Congo-Kinshasa: Justice internationale - Le Dr Denis Mukwege salue le jugement prononcé contre Bosco Ntaganda

Le médecin congolais et Prix Nobel de la paix s'est réjoui, dans un communiqué du 9 juillet, du verdict de la Cour pénale internationale (CPI) rendant coupable l'ex-chef de guerre congolais de crimes de guerre et de crimes contre l'humanité, commis en Ituri, en République démocratique du Congo (RDC), en 2002-2003.

« Ceux qui ciblent les civils, violent, éventrent des femmes enceintes et utilisent les jeunes filles comme des esclaves, tous doivent être poursuivis et jugés », a prévenu le directeur de l'hôpital de Panzi, estimant que la décision prise contre Bosco Ntaganda montre que la communauté humaine a l'obligation morale et juridique de fixer des lignes rouges.

Le Dr Denis Mukwege se dit, par ailleurs, convaincu qu'il n'y aura pas de paix durable ni de réconciliation dans la région des Grands Lacs et en RDC sans la justice, la vérité et des réparations pour les survivants ainsi que les communautés affectées.

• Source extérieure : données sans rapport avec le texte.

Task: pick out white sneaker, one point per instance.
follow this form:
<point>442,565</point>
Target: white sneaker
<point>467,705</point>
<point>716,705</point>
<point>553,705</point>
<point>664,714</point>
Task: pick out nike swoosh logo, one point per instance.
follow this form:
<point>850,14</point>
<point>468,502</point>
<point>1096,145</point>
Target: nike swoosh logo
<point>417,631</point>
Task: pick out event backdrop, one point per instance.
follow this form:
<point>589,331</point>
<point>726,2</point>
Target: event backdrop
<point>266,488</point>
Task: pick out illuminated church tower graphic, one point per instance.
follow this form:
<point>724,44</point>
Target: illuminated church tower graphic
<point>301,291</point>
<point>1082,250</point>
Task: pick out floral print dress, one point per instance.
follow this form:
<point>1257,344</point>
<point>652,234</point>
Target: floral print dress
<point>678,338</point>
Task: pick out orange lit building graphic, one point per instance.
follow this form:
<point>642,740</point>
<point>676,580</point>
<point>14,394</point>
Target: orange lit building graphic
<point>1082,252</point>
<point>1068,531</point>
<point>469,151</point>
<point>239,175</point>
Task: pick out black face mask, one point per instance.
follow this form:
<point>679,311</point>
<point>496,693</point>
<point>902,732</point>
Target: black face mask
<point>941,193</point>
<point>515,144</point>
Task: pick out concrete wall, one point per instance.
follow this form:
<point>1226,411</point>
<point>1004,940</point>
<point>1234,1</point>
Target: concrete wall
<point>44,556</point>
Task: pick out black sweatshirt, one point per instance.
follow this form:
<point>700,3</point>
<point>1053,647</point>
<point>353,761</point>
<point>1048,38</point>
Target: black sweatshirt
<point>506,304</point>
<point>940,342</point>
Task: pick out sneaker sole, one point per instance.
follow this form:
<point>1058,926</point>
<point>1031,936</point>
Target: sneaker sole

La décision rendue à La Haye est, selon lui, un pas dans la bonne direction « qui ne peut faire oublier que les instigateurs de l'instabilité dans la région des Grands Lacs et en RDC continuent d'occuper des fonctions dans les institutions et au sein des forces de sécurité et de défense, et poursuivent leurs entreprises criminelles en liberté dans un climat où l'impunité prévaut toujours largement ».

Aussi invite-t-il le Bureau de la CPI à « poursuivre les enquêtes en RDC pour enrayer la spirale de la violence qui se poursuit en Ituri, dans les Kivu et ailleurs jusqu'à ce jour ».

Traduire en justice tous les auteurs de crimes internationaux

En outre, le médecin congolais appelle les Etats de la région des Grands Lacs à une coopération et une entraide judiciaire franche avec la CPI pour traduire en justice les auteurs de crimes internationaux qui courent toujours. « Dans cette période marquée par la tentation du repli, nous plaidons également pour que la communauté internationale intervienne partout où les populations sont en danger ou prises en otage par leurs autorités, car la souveraineté émane des peuples et ne peut être revendiquée par ceux qui ne savent ni protéger leurs citoyens ni garantir leur besoins élémentaires, et menacent la paix et la sécurité internationale », a-t-il souligné, exhortant aussi les Etats parties au Statut de Rome à se mobiliser pour allouer à la CPI les moyens nécessaires pour accomplir sa mission.

Rappelons que la chambre de première instance VI de la CPI, dans sa sentence du 8 juillet, a rendu le Congolais Bosco Ntaganda coupable, « au-delà de tout doute raisonnable », de dix-huit chefs de crimes de guerre et de crimes contre l'humanité, commis en Ituri, en RDC, en 2002-2003. Cette chambre s'est dite convaincue que cet ancien seigneur de guerre était directement responsable d'une partie de trois des chefs de crime, à savoir le meurtre en tant que crime contre l'humanité, le crime de guerre et la persécution en tant que crime contre l'humanité, et qu'il était l'auteur indirect des parties restantes de ces crimes. Il a été reconnu coupable en tant qu'auteur indirect des autres crimes.